$f \text{ convex }\Rightarrow \forall (x_0,f(x_0))\in \Gamma(f) \exists a : \forall x\in \mathbb{R}, f(x) \ge a(x-x_0)+f(x_0)$

Question

$f:I \to \mathbb R$ is a convex function on an open interval $I$. I know that if $f$ is differentiable on $I$, then $\forall x_0,x \in I , f(x_0)+f'(x_0)(x-x_0) \le f(x)$

I read somewhere that something similar true even if $f$ is not differentiable, i.e. $\exists a \in \mathbb R: \forall x_0, x \in I, f(x) \ge a(x-x_0)+f(x_0)$.

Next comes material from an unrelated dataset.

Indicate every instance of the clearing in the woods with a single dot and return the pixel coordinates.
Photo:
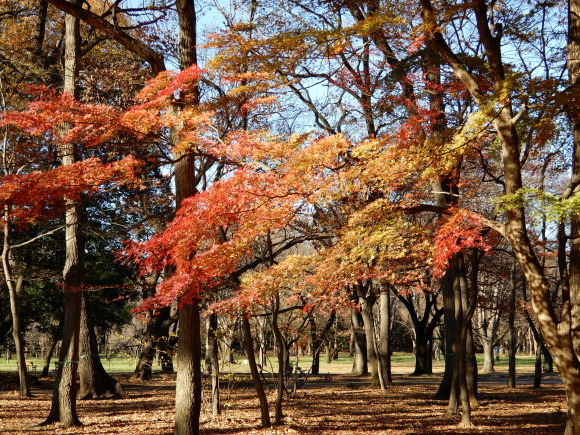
(331, 403)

Does anybody know a proof for that? It would e.g. help to show that $\forall x_0 \in I$ there is a convex differentiable function $g:I \to \mathbb R, g(x_0)=f(x_0)$ and $\forall x \in I, g(x) \le f(x)$

Answer 1

It is well-known that a convex function $f : I \to \mathbb{R}$ defined on an open interval is continuous and has a left derivative $f'_-(x_0) = \lim_{x \to x_0^-} \frac{f(x) - f(x_0)}{x-x_0}$ and a right derivative $f'_+(x_0) = \lim_{x \to x_0^+} \frac{f(x) - f(x_0)}{x-x_0}$ at each $x_0 \in I$ such that for $x_- < x_0 < x_+$

$$\frac{f(x_-) - f(x_0)}{x_- - x_0} \le f'_-(x_0) \le f'_+(x_0) \le \frac{f(x_+) - f(x_0)}{x_+ - x_0} .$$

Then for any $a \in [f'_-(x_0),f'_+(x_0)] $ and $x \ne x_0$ we get

$$a(x - x_0) \le f(x) - f(x_0) .$$

If $f$ is differentiable at $x_0$, this yields

$$f'(x_0)(x - x_0) \le f(x) - f(x_0) .$$

Added on request:

A function $f : I \to \mathbb{R}$ is convex if for all $x_1, x_2 \in I$ and all $t \in [0,1]$ one has $f(tx_1 + (1-t)x_2) \le tf(x_1) + (1-t)f(x_2)$. Here is an alternative characterization of convex functions:

Lemma. For a function $f : I \to \mathbb{R}$ the following are equivalent:

(1) $f$ is convex.

(2) For all $a,b,x \in I$ such that $a \le x \le b$, $f(x) \le f(a) + \frac{f(b) - f(a)}{b-a}(x - a)$.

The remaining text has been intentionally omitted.